Although our Marbling-Net improved the segmentation quality of pork marbling, it also had a longer inference time. Compared to the other state-of-the-art segmentation models, the Marbling-Net is the slowest. This is mainly due to the integration of the up-sampling operation into the network architecture before the encoder. Without the up-sampling, the inference time of the Marbling-Net would significantly decrease from 249.81 ms to 65.3 ms. However, inevitably, it also affects the segmentation quality. Therefore, more efforts are needed to develop a novel pork marbling segmentation pipeline to improve segmentation performance and, at the same time, reduce the computational time in the future.

6. Conclusions

In this article, we proposed a novel training framework for accurately segmenting pork marbling. Considering the small, thin, and multi-scale nature of pork marbling, we made improvements in three aspects: network structure, training constraints, and loss function. Our framework employed a patch-based and up-sampled training strategy, which accommodated large-scale pork marbling and enabled the FCN to pay more attention to local features but also expanded the dataset and mitigated the problem of limited hardware resources. We selected a shallow encoding structure to reduce network parameters while maintaining segmentation accuracy and incorporated a context extraction module at the encoder end to encode features of pork marbling at different scales, capturing more abstract features and preserving more spatial information, thereby enhancing the segmentation performance of pork marbling. To address the sample imbalance between categories, we combined the cross-entropy loss function with the Lovász–Softmax loss to formulate a new loss function (CE-LS loss) that improved segmentation prediction. Our comprehensive experiments on the newly established PMD2023 dataset demonstrated that the Marbling-Net outperforms other state-of-the-art methods and yields more precise segmentation results of pork marbling. The high correlations between the ratio of marbling and the IMF content and the marbling scores illustrated the reliability of the Marbling-Net model in the analysis of pork marbling features.
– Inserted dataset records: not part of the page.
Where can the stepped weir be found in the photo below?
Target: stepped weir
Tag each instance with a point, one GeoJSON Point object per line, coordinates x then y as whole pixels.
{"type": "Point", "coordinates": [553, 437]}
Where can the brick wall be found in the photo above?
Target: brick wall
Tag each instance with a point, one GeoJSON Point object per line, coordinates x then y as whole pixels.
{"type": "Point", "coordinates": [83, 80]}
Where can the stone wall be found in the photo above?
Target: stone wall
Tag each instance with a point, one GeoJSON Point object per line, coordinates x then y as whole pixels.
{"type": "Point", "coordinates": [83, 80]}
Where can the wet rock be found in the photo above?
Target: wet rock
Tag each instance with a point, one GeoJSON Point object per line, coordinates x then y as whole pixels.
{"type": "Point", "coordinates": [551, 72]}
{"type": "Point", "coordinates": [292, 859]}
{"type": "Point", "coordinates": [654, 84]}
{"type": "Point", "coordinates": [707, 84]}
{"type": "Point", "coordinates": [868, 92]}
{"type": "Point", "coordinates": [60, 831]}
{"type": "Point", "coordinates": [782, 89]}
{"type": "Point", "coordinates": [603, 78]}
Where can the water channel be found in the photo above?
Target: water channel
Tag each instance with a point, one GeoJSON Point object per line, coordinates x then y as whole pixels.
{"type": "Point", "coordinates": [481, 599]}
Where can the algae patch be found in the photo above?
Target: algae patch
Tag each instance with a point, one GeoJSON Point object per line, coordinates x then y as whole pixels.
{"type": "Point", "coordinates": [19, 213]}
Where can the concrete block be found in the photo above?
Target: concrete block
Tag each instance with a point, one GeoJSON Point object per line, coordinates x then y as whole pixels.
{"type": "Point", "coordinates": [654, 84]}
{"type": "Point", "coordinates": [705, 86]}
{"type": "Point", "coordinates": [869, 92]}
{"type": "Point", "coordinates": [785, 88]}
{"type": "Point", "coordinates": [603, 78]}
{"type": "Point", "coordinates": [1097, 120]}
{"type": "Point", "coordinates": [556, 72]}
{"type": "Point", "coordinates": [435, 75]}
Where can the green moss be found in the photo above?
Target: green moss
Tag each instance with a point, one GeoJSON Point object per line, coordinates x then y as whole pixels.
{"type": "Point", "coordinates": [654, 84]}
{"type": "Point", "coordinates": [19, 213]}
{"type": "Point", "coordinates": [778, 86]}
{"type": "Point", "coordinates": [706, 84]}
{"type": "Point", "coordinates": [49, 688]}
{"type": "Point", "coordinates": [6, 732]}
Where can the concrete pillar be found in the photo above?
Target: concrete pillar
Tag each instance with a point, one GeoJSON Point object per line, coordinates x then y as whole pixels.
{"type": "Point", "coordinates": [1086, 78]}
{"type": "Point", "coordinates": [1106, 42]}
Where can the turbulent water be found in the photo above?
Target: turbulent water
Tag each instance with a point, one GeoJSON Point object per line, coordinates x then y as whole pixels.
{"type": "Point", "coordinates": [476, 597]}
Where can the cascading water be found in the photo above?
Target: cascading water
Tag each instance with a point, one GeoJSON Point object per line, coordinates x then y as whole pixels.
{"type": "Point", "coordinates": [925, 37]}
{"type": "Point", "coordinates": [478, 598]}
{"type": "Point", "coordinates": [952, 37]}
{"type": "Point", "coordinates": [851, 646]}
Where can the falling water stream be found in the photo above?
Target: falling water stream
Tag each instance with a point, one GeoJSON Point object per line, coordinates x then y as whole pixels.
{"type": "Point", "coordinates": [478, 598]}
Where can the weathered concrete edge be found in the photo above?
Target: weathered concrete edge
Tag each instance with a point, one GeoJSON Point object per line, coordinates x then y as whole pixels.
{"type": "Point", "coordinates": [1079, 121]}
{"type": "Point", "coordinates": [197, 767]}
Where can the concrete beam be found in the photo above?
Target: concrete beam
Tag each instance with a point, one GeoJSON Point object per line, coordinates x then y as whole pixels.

In conclusion, we give insights on tackling the challenges in pork marbling segmentation. The proposed framework not only provides accurate segmentation results of pork marbling images but also can be further developed as a valuable tool for effectively and efficiently extracting multiple marbling traits from each image. This type of phenotyping tool will facilitate pig breeders to collect pork marbling traits from a pig population, which can be used in the improvement of pork quality.

Author Contributions

W.L., X.Z. and B.L. conceived and managed the project. X.Z. and B.L. provided the pork samples and collected image data. S.Z. and Y.C. annotated the images, programmed the deep learning algorithm, and conducted experiments. W.L., S.Z. and X.Z. drafted the manuscript. All authors have read and agreed to the published version of the manuscript.

Funding

This work was partially supported by the HZAU-AGIS Cooperation Fund (SZYJY2023005), the Fundamental Research Funds for the Central Universities (2662022DKPY008), the National Natural Science Foundation of China (32172699), and the Science and Technology Research Project of Hubei Province (2021AFB002).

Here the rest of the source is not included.